Here are some things to consider:

  • Manuscript evidence: There are thousands of manuscript (handwritten) copies of the books of the Bible, dating from long before Christ (esp. the so-called Qumran scrolls) to the middle ages. This includes fragments, portions and complete copies of the books of the Bible. The amazing thing is, we can compare earlier versions to later versions and see what changed. Surprisingly, not much compared to the amount of the material involved. A lot of the differences are due to the fact that language or expressions change in the course of time, but it does not actually change the content or the meaning.
  • External citations: Christians have always quoted the Bible in their correspondence with one another. If you look at the writings of influential Christian writers of the 1st and 2nd century A.D., you can reconstruct almost the entire New Testament, simply because they quote it so often. This supports the contents of the manuscripts.

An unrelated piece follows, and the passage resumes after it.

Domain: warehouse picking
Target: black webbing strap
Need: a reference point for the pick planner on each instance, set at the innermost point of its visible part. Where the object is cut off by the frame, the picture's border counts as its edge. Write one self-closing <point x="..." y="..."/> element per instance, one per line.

  • The time factor: In the case of the New Testament, the earliest surviving records date back to only some 100 years after the original writings. In comparison to other works of history, we see how close this really is: Julius Caesar’s work “De Bello Gallico” (Latin for “the Gallic wars”) only has about a dozen manuscript copies and the earliest are from the 9th century. Yet historians generally agree that the report is reliable. This supports the reliability of the biblical writings.

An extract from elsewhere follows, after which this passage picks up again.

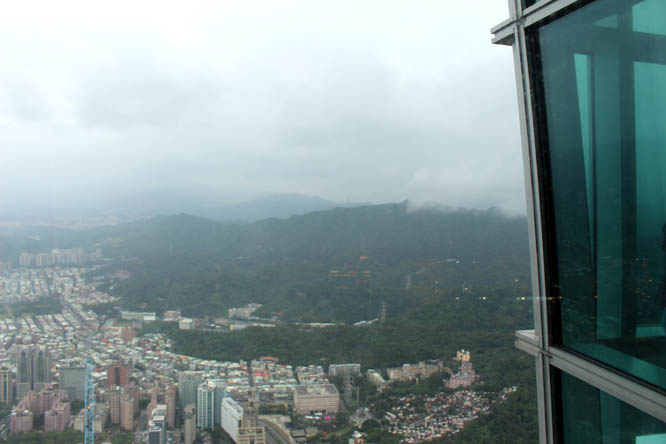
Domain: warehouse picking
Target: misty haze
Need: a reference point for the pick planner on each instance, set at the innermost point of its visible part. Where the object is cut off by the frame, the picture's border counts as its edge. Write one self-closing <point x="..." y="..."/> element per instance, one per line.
<point x="261" y="222"/>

  • The preserving influence of the church: This may strike some as odd, but the Christian church in general, not just the copyists, played a part in preserving the original content of the manuscripts. When reading the early Christian writings, we see that sometimes heretics would change certain portions of books of the Bible. Marcion, for instance, a second-century heretic, attempted to produce his own version of the “Bible”, consisting only of a corrupted version of Luke’s gospel and Paul’s letters. Well, you may have noticed that you can’t get a copy of that at your local library. The Christian church rejected his version of the “Bible,” while faithfully circulating and multiplying copies of the originals.
  • The trustworthiness of translations: Some might say that the originals were reliable, but that it’s all been lost in translation. Yet in the 2nd to 3rd century B.C. the Jews translated what we now call the Old Testament from Hebrew to Greek and still considered it reliable and trustworthy. In fact, Jesus himself quotes this Greek version in Matthew 22:30-31 and calls it God’s word.

Much more could be written. But let this be an encouragement to those who already consider their Bible to be reliable, and hopefully, it presents some food for thought to those who discard the Bible as unreliable.